Social enterprises, a relatively new concept in Sri Lanka, are businesses that trade to tackle social problems, and improve communities or the environment. They combine entrepreneurial approaches and trading methods of the private sector with the social mission and community values of the voluntary and public sector, with part of the profits often being reinvested into the business or the community.
The British Council has been taking the initiative in Asia to promote social enterprises. According to the Head of Partnerships and Business Development of the British Council’s local branch, Eranda Ginige, Sri Lankan private sector and government policy can do more to support the emergence of a social enterprise movement.
What is social innovation?
There are multiple definitions of social innovation. My favourite is ‘ideas that work’. Social innovation is about creating products and services, business models, supply chains, and policies that not only create profit, but also positive social and environmental impacts. In strict economic terms, there is the capitalism model and the socialism model. Social innovation is a hybrid of the two.
What role do people play in social innovation?
I see four broad areas of social innovation, or how it’s being delivered. One is by big corporations or multinationals like Unilever, Nestle and Virgin. This is not CSR. According to some radical social entrepreneurs like Liam Black, CSR is dead. CSR is just green washing everything. This is about changing business models and building innovative products to reduce harmful impacts on the environment and address social issues.
Second is the social enterprise movement seen around the world, especially among millennials. We see the world’s problems differently than our parents because we are living the problems. Our generation is starting enterprises with the core purpose of addressing social issues, not to make money. However, social enterprises can be for profit, part profit-oriented private limited companies or not-for-profit companies.

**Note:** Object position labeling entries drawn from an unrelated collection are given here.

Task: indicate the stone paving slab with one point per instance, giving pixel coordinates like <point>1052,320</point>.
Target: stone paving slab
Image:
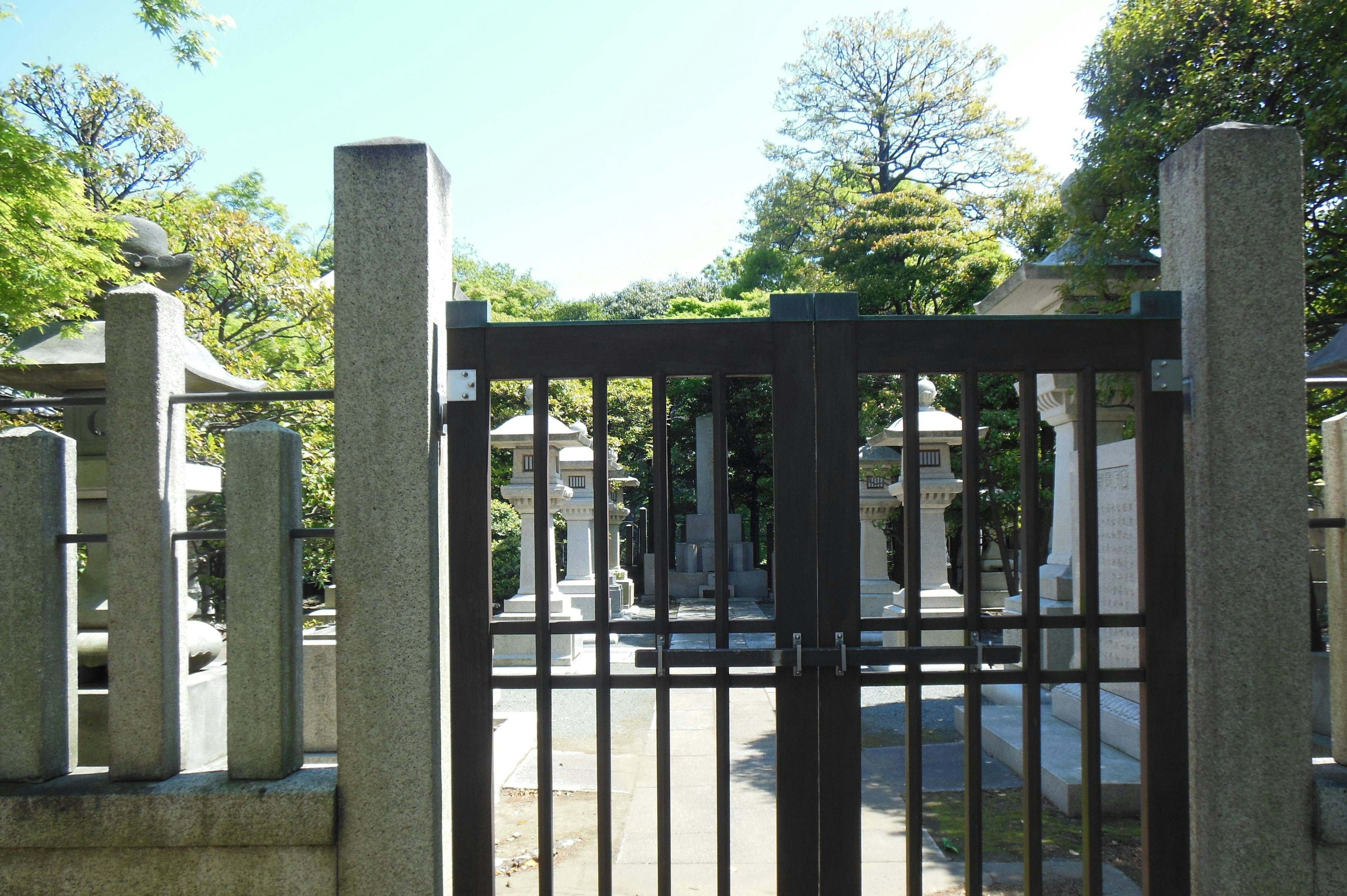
<point>942,767</point>
<point>574,771</point>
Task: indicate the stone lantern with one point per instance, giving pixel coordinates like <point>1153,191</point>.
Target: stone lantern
<point>877,468</point>
<point>68,360</point>
<point>577,468</point>
<point>938,433</point>
<point>516,434</point>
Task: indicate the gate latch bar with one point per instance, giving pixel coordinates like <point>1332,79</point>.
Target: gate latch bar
<point>797,657</point>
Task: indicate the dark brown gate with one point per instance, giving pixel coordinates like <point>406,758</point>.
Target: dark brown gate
<point>814,348</point>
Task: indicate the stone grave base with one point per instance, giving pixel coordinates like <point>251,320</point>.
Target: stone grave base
<point>204,732</point>
<point>1003,737</point>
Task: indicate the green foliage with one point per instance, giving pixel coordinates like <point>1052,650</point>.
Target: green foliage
<point>181,21</point>
<point>912,252</point>
<point>1030,217</point>
<point>751,305</point>
<point>255,301</point>
<point>887,102</point>
<point>119,143</point>
<point>1166,69</point>
<point>54,248</point>
<point>185,23</point>
<point>505,541</point>
<point>514,296</point>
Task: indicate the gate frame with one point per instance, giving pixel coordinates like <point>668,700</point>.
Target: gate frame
<point>842,345</point>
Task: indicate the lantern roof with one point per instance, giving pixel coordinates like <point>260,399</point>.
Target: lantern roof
<point>934,426</point>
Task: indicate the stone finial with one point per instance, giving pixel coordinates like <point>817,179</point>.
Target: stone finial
<point>926,392</point>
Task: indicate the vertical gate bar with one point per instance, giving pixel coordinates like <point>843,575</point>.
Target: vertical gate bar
<point>661,500</point>
<point>912,611</point>
<point>840,606</point>
<point>795,503</point>
<point>970,465</point>
<point>603,612</point>
<point>1028,569</point>
<point>721,507</point>
<point>469,471</point>
<point>543,640</point>
<point>1087,502</point>
<point>1164,636</point>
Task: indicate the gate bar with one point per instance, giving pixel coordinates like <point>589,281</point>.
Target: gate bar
<point>603,614</point>
<point>543,639</point>
<point>1087,498</point>
<point>663,531</point>
<point>1031,654</point>
<point>912,611</point>
<point>721,507</point>
<point>970,469</point>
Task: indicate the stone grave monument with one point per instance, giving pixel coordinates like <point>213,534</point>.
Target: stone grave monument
<point>694,558</point>
<point>938,433</point>
<point>60,363</point>
<point>516,434</point>
<point>577,467</point>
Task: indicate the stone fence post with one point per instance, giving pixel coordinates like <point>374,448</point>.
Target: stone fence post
<point>147,574</point>
<point>38,700</point>
<point>1232,223</point>
<point>395,275</point>
<point>1335,547</point>
<point>263,503</point>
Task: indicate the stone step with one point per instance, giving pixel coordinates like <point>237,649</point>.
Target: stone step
<point>1003,736</point>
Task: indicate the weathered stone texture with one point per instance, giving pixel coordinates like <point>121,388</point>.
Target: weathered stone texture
<point>263,503</point>
<point>393,710</point>
<point>1233,235</point>
<point>147,576</point>
<point>38,704</point>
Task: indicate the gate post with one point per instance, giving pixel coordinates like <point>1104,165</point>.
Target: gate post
<point>1232,224</point>
<point>393,719</point>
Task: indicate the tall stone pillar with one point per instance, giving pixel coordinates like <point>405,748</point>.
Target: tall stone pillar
<point>38,709</point>
<point>393,659</point>
<point>147,503</point>
<point>1232,222</point>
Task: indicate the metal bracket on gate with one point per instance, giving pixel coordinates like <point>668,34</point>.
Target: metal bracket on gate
<point>798,657</point>
<point>463,386</point>
<point>1167,375</point>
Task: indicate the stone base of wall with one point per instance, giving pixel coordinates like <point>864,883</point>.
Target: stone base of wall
<point>194,833</point>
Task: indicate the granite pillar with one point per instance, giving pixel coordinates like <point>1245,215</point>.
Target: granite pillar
<point>38,702</point>
<point>1335,549</point>
<point>393,659</point>
<point>263,503</point>
<point>1232,222</point>
<point>147,574</point>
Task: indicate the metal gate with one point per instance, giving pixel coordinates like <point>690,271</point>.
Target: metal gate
<point>814,348</point>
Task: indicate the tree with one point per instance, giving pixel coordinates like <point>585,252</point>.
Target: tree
<point>54,248</point>
<point>116,141</point>
<point>885,103</point>
<point>1163,70</point>
<point>184,22</point>
<point>912,252</point>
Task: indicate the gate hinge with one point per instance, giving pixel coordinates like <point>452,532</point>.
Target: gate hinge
<point>463,386</point>
<point>1167,375</point>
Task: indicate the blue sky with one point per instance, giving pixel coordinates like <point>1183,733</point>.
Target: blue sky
<point>593,143</point>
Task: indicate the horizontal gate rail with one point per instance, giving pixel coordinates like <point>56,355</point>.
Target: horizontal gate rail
<point>826,657</point>
<point>743,347</point>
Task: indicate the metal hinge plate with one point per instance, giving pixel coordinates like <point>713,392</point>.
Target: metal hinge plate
<point>1167,375</point>
<point>463,386</point>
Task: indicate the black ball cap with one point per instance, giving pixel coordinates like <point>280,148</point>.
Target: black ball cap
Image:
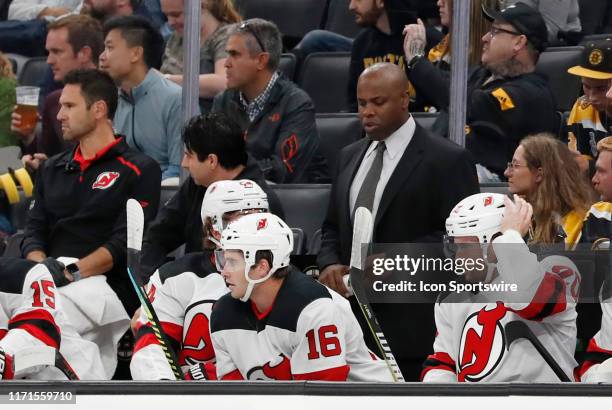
<point>525,19</point>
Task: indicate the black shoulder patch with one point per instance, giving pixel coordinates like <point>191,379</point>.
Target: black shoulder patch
<point>197,262</point>
<point>12,274</point>
<point>297,292</point>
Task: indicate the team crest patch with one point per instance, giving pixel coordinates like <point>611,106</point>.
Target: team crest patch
<point>505,102</point>
<point>262,223</point>
<point>482,345</point>
<point>105,180</point>
<point>596,57</point>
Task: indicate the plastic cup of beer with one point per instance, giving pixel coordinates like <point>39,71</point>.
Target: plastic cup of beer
<point>27,107</point>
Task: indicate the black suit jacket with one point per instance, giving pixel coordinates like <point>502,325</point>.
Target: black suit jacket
<point>432,176</point>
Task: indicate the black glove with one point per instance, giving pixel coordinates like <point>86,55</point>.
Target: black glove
<point>57,271</point>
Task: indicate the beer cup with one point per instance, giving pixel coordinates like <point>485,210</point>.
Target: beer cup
<point>27,107</point>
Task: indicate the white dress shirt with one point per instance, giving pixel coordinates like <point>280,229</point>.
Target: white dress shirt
<point>396,144</point>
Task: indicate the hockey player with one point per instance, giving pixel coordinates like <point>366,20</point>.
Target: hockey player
<point>32,321</point>
<point>471,344</point>
<point>183,291</point>
<point>277,323</point>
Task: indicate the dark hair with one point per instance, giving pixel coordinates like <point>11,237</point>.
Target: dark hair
<point>268,256</point>
<point>216,133</point>
<point>139,32</point>
<point>83,31</point>
<point>95,85</point>
<point>261,36</point>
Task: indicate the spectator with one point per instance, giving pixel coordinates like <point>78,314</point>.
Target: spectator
<point>591,117</point>
<point>149,110</point>
<point>506,99</point>
<point>562,19</point>
<point>73,42</point>
<point>597,223</point>
<point>215,24</point>
<point>79,201</point>
<point>413,164</point>
<point>378,42</point>
<point>543,172</point>
<point>104,10</point>
<point>215,151</point>
<point>7,101</point>
<point>432,85</point>
<point>39,9</point>
<point>277,116</point>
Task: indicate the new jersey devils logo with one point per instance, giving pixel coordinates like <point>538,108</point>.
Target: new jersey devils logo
<point>105,180</point>
<point>276,369</point>
<point>482,344</point>
<point>197,346</point>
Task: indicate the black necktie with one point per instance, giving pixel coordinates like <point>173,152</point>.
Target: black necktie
<point>368,188</point>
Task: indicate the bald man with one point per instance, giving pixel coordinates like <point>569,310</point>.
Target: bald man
<point>421,178</point>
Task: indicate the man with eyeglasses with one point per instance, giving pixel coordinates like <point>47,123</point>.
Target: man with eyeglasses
<point>214,151</point>
<point>277,117</point>
<point>591,117</point>
<point>506,99</point>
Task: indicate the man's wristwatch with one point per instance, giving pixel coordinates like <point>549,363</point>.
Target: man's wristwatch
<point>414,60</point>
<point>74,271</point>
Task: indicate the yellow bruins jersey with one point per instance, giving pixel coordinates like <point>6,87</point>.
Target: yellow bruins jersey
<point>597,223</point>
<point>586,128</point>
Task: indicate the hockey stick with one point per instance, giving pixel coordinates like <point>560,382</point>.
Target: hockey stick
<point>135,228</point>
<point>519,330</point>
<point>362,234</point>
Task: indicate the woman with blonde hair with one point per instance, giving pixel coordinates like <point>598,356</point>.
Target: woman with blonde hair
<point>544,173</point>
<point>215,21</point>
<point>7,101</point>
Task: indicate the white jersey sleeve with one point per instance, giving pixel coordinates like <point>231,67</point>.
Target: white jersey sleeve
<point>440,367</point>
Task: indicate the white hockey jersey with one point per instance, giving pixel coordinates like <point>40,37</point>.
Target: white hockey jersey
<point>309,333</point>
<point>182,293</point>
<point>31,315</point>
<point>471,345</point>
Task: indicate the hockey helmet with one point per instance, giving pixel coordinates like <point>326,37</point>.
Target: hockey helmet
<point>257,232</point>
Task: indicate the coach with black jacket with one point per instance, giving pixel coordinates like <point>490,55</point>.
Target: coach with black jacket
<point>215,151</point>
<point>79,202</point>
<point>277,117</point>
<point>410,180</point>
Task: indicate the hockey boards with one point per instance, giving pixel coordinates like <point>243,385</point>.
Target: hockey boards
<point>135,228</point>
<point>362,235</point>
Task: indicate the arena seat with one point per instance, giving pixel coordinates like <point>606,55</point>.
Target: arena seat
<point>554,63</point>
<point>324,76</point>
<point>33,71</point>
<point>287,65</point>
<point>294,18</point>
<point>305,206</point>
<point>336,131</point>
<point>340,19</point>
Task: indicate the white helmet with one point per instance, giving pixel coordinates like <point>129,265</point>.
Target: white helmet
<point>258,232</point>
<point>230,196</point>
<point>477,215</point>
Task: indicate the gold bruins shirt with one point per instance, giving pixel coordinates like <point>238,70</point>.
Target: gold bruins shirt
<point>309,333</point>
<point>471,345</point>
<point>182,293</point>
<point>586,127</point>
<point>31,315</point>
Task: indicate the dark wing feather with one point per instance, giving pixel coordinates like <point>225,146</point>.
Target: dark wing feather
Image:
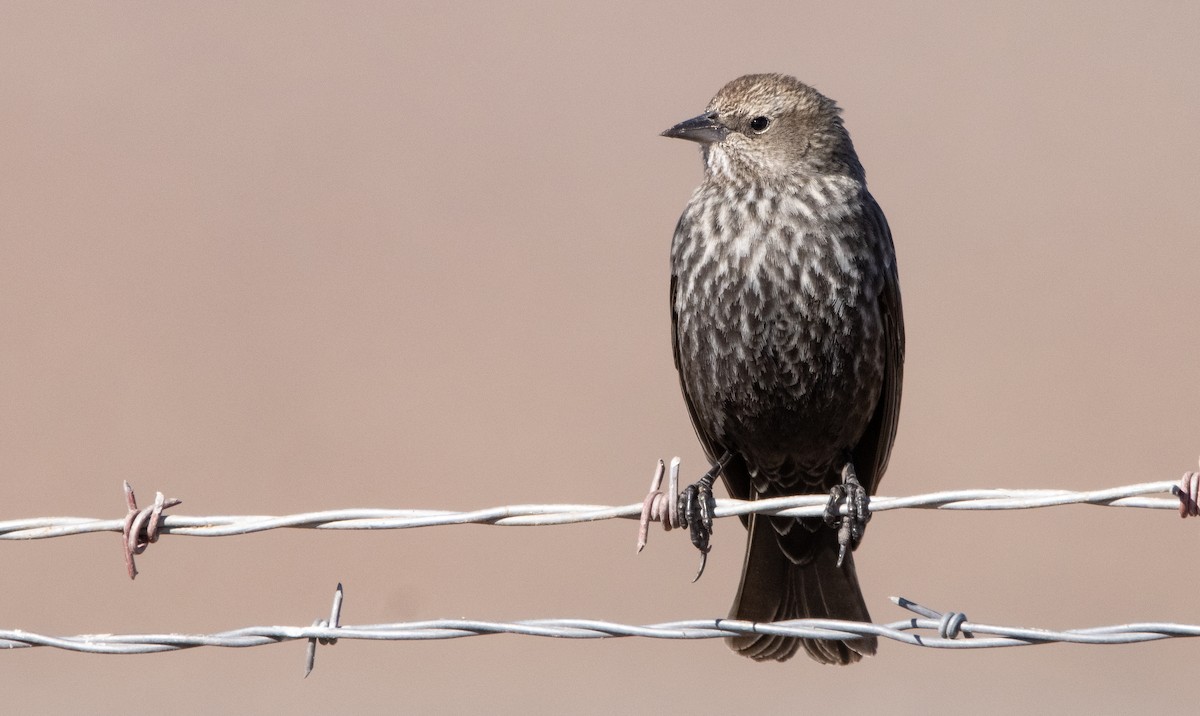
<point>875,447</point>
<point>736,475</point>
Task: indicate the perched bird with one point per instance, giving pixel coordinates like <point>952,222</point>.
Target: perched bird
<point>789,340</point>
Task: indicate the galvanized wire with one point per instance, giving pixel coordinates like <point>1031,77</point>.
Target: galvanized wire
<point>1131,495</point>
<point>930,629</point>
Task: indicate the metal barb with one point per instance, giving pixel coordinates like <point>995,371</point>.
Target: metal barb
<point>141,527</point>
<point>335,621</point>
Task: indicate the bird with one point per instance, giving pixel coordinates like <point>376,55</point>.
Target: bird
<point>789,341</point>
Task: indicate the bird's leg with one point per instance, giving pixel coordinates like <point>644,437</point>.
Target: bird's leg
<point>696,507</point>
<point>858,512</point>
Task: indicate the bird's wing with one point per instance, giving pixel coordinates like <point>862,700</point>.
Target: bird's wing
<point>875,447</point>
<point>737,477</point>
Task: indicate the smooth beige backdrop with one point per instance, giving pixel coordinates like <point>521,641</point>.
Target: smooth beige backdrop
<point>277,258</point>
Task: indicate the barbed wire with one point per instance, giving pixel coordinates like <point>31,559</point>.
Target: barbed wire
<point>369,518</point>
<point>929,629</point>
<point>141,528</point>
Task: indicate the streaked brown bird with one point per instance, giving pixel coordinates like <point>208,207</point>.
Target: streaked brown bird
<point>789,340</point>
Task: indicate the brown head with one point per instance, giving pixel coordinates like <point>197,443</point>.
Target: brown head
<point>763,127</point>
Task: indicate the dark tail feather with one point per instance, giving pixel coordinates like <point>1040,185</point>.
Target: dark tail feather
<point>774,588</point>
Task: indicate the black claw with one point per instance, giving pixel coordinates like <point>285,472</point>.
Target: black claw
<point>851,525</point>
<point>696,509</point>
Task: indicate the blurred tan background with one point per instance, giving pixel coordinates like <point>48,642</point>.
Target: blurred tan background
<point>379,254</point>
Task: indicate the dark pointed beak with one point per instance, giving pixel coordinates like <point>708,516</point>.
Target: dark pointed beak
<point>703,128</point>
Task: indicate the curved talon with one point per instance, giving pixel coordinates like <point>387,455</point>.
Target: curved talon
<point>852,524</point>
<point>703,560</point>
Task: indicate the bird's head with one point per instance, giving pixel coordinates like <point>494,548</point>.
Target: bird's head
<point>763,127</point>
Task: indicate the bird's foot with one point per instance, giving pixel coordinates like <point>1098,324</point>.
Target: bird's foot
<point>852,524</point>
<point>1188,491</point>
<point>693,509</point>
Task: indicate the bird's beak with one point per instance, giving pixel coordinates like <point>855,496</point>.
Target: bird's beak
<point>703,128</point>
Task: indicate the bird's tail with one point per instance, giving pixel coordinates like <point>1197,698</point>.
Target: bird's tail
<point>775,588</point>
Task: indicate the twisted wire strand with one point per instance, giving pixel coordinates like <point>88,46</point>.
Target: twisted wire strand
<point>930,629</point>
<point>1131,495</point>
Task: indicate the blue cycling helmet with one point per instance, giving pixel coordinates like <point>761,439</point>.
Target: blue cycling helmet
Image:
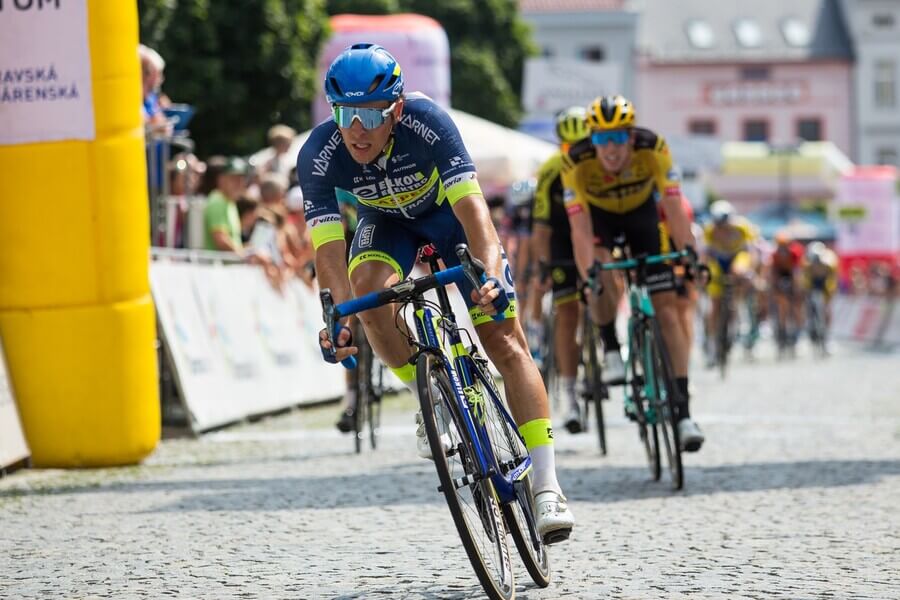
<point>363,73</point>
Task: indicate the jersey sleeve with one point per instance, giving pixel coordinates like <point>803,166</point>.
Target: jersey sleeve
<point>314,172</point>
<point>668,182</point>
<point>455,167</point>
<point>548,173</point>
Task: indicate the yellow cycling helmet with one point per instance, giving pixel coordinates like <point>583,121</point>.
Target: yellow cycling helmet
<point>610,112</point>
<point>571,125</point>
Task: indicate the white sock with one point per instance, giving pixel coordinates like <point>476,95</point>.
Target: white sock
<point>543,477</point>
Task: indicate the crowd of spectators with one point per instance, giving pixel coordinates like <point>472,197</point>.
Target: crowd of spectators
<point>253,211</point>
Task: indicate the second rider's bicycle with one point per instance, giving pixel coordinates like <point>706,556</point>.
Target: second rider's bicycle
<point>650,393</point>
<point>485,474</point>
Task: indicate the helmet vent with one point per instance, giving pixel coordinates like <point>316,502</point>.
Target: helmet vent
<point>375,83</point>
<point>336,87</point>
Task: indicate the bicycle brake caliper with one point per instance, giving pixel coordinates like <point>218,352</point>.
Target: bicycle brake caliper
<point>475,399</point>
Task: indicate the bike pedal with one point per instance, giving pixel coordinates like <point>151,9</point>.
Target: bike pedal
<point>555,537</point>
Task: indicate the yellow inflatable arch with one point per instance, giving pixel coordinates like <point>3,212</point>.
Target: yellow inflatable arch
<point>76,317</point>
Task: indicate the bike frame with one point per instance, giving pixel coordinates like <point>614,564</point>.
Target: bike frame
<point>641,312</point>
<point>458,363</point>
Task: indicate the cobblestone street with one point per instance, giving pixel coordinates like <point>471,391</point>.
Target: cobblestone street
<point>796,494</point>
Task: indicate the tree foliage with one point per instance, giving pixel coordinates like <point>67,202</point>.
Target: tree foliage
<point>243,65</point>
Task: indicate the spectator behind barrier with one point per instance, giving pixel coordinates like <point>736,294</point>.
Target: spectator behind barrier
<point>280,139</point>
<point>222,223</point>
<point>152,99</point>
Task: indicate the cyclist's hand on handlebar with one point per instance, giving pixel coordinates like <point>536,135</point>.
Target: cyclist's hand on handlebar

The third area is policymakers and governments around the world who are creating platforms, financial tools and policies to support this development. The UK has a social value act and has introduced social bonds to support social enterprises. There are social stock exchanges in Canada, the UK and Singapore.
The fourth area is the social awakening. With this generation being more aware of the problems, we are acting now. Examples of this are organizations like Greenpeace and the Arctic Movement.
What is a social enterprise?
The core mission of social enterprises is to address and solve social issues sustainably. But they are actually trading a product or service for money. That’s what differentiates them from a donor-funded NGO or charity.
There are different social enterprise models. My favourite social enterprise is Blue Sky Developments in the UK, which counters the problem of youth re-entering prisons: the rate of relapse is alarmingly high at about 60-70%. Blue Sky Developments employs only ex-offenders. There is an empowering training and rehabilitation process, and in six months they are ready for employment with Blue Sky’s recommendation. They provide services like construction, gardening, clearing and catering. It’s a company, they are providing a service and people pay for it, but they are also creating a social impact.
Another guy in London is reducing the harmful impact of disposed plastic water bottles through GiveMeTap. Through a partnership network with cafes and restaurants, anyone can get their GiveMeTap-branded aluminum water bottle refilled free of charge. The company spends 65% of its profit to fund projects in Africa where it’s a struggle to find clean drinking water.
Where is Sri Lanka in the social enterprise movement?
Sri Lanka is at an early stage. Social economic indicators show we are better than regional peers in poverty, health, education and doing business. Our problems are slightly different. We don’t have wide-ranging poverty, but we have pockets of it, no huge health problems but rising non-communicable and agriculture-related diseases. A few people in Sri Lanka identify themselves as social entrepreneurs, but I’m confident there are many who don’t realise what they do is social enterprise. We need to start identifying and supporting these social entrepreneurs to grow the ecosystem.
What’s next?
Governments and the world’s big intergovernmental organizations like the UN are failing to find sustainable solutions to social and environmental problems. Sri Lanka is at an important point and we have a unique opportunity to leapfrog. The social enterprise movement started over the last 20 years. There are about 80,000 social enterprises in the UK contributing billions to the country’s GDP, the US has beneficiary corporations, Japan is developing social innovation differently, and several East Asian countries are on another level. South Asia has been struggling for a long time – India has been pushing towards it and Bangladesh has Grameen. Sri Lanka cannot be complacent.
In the digital age we have the information to sidestep the mistakes. Companies need to take social enterprises seriously. I challenge Chief Executives to make their CSR departments a separate subsidiary company. Then they will actually strive to be sustainable, scale and be more impactful. Don’t just give them 5% of the annual profit to do some project.
My challenge to business-savvy young professionals is to start technology-infused, radical, ground-breaking, headline-making social enterprises in the country. If we start now with a planned mission, in a decade, we will have a considerable social enterprise sector contributing a measurable economic value to GDP.
Do social enterprises always involve the community?
If someone invents an affordable product that filters harmful chemicals from the water, it will sell and they will make money and create a social impact. It doesn’t necessarily have to mobilize the community or employ vulnerable people. Your core mission should be to address a social issue. Ask yourself, is your company making a social impact? Is your company self sustainable (can it run without donor funding)? If you answer yes to these two questions, then you broadly qualify as a social enterprise.